The code for our paper "NSP-BERT: A Prompt-based Zero-Shot Learner Through an Original Pre-training Task —— Next Sentence Prediction"

Overview

Overview

This is the code of our paper NSP-BERT: A Prompt-based Zero-Shot Learner Through an Original Pre-training Task —— Next Sentence Prediction. We use a sentence-level pre-training task NSP (Next Sentence Prediction) to realize prompt-learning and perform various downstream tasks, such as single sentence classification, sentence pair classification, coreference resolution, cloze-style task, entity linking, entity typing.

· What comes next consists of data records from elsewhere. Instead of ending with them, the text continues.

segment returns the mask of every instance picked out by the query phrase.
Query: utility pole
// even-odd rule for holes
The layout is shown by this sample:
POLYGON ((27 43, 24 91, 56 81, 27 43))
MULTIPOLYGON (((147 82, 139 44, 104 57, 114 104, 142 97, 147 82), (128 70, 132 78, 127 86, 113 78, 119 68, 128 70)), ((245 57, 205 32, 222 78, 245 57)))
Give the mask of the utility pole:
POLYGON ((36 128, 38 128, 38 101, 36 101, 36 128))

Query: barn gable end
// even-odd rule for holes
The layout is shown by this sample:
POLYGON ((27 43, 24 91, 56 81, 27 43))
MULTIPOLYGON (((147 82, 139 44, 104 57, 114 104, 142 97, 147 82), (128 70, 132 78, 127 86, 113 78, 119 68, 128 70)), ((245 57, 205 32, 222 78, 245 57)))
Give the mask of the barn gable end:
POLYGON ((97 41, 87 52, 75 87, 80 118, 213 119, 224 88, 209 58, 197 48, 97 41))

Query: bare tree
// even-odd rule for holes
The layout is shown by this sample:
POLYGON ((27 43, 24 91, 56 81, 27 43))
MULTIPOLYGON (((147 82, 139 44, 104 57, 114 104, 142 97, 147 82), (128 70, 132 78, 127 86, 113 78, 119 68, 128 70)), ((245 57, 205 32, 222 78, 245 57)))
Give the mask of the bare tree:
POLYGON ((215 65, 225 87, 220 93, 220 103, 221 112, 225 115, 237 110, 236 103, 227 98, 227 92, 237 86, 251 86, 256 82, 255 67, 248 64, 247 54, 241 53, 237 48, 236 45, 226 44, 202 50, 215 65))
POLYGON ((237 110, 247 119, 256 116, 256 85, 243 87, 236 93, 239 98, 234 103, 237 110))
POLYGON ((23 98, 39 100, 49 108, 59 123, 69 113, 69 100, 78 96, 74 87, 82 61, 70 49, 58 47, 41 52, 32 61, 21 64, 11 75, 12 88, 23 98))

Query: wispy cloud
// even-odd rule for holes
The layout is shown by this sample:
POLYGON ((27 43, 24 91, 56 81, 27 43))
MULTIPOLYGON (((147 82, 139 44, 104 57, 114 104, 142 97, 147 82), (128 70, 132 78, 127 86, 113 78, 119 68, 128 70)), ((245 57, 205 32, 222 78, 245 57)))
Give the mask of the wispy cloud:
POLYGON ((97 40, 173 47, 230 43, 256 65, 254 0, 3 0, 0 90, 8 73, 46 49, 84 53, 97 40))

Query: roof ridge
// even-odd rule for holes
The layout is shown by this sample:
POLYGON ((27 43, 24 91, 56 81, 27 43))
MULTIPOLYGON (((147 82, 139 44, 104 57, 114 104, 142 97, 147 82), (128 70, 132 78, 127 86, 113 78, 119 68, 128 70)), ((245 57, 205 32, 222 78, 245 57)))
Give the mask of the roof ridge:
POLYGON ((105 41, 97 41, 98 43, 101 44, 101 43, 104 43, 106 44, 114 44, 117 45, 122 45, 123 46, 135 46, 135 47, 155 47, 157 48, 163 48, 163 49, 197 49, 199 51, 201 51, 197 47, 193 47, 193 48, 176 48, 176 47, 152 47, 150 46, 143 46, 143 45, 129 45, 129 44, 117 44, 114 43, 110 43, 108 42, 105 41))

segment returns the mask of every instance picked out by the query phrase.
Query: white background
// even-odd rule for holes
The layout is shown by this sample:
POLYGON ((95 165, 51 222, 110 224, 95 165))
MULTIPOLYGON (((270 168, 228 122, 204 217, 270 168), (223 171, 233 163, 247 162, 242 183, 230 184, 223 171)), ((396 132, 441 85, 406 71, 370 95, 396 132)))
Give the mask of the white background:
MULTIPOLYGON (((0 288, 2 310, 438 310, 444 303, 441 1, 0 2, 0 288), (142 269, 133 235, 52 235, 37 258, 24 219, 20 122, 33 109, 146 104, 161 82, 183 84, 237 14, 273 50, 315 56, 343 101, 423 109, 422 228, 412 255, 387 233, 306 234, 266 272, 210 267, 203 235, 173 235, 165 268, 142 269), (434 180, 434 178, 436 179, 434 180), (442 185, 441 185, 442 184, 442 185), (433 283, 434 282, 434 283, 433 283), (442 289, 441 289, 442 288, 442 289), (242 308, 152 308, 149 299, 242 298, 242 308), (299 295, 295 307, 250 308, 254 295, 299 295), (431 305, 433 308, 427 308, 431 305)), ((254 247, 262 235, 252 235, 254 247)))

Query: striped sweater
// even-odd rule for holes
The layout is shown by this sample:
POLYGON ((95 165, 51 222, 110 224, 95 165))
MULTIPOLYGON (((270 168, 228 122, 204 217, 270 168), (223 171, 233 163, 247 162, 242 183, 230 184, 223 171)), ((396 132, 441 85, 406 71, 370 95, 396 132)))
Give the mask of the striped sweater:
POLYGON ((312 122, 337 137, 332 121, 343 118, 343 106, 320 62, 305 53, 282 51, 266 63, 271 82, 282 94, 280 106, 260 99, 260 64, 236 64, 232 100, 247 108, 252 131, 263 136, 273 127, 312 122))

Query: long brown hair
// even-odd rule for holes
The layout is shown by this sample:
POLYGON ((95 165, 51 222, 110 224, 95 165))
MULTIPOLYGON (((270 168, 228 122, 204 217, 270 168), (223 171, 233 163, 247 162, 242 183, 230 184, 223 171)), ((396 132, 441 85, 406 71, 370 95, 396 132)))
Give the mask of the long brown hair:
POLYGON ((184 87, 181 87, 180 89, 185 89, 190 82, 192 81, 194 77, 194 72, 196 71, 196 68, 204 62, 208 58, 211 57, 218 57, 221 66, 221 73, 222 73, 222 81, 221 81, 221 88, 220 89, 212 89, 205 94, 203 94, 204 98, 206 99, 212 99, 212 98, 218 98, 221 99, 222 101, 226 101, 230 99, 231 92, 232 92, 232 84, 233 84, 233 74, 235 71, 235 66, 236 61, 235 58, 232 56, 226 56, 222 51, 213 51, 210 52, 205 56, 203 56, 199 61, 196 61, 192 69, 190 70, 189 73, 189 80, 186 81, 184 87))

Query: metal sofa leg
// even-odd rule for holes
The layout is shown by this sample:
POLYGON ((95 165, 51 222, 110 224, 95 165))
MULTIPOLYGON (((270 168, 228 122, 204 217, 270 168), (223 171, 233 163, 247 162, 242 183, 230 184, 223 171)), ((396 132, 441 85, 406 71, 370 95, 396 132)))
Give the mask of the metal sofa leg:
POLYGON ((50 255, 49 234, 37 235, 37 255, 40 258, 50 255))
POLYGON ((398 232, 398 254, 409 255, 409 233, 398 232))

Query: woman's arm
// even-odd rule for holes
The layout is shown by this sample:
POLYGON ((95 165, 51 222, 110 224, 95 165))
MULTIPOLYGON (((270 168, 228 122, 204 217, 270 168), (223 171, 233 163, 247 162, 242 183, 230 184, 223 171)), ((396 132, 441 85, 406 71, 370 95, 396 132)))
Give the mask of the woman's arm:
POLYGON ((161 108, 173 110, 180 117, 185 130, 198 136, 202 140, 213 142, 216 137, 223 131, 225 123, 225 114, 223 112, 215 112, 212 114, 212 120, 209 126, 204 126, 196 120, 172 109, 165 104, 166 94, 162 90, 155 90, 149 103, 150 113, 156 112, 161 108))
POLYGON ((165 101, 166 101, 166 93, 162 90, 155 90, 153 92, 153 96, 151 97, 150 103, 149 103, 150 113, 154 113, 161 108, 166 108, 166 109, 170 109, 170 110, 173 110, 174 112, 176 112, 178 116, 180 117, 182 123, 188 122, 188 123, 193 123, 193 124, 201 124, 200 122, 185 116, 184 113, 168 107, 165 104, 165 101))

On the FewCLUE benchmark, our NSP-BERT outperforms other zero-shot methods (GPT-1-zero and PET-zero) on most of these tasks and comes close to the few-shot methods. We hope NSP-BERT can be an unsupervised tool that can assist other language tasks or models.

Guide

Section Description
Environment The required deployment environment
Downloads Download links for the models' checkpoints used by NSP-BERT
Use examples Learn to use NSP-BERT for different downstream tasks
Baselines Baseline results for several Chinese NLP datasets (partial)
Model Comparison Compare the models published in this repository
Strategy Details Some of the strategies used in the paper
Discussion Discussion and Discrimination for future work

Environment

The environments are as follows:

Python 3.6
bert4keras 0.10.6
tensorflow-gpu 1.15.0

Downloads

Models

We should dowmload the checkpoints of different models. The vocab.txt and the config.json are already in our repository.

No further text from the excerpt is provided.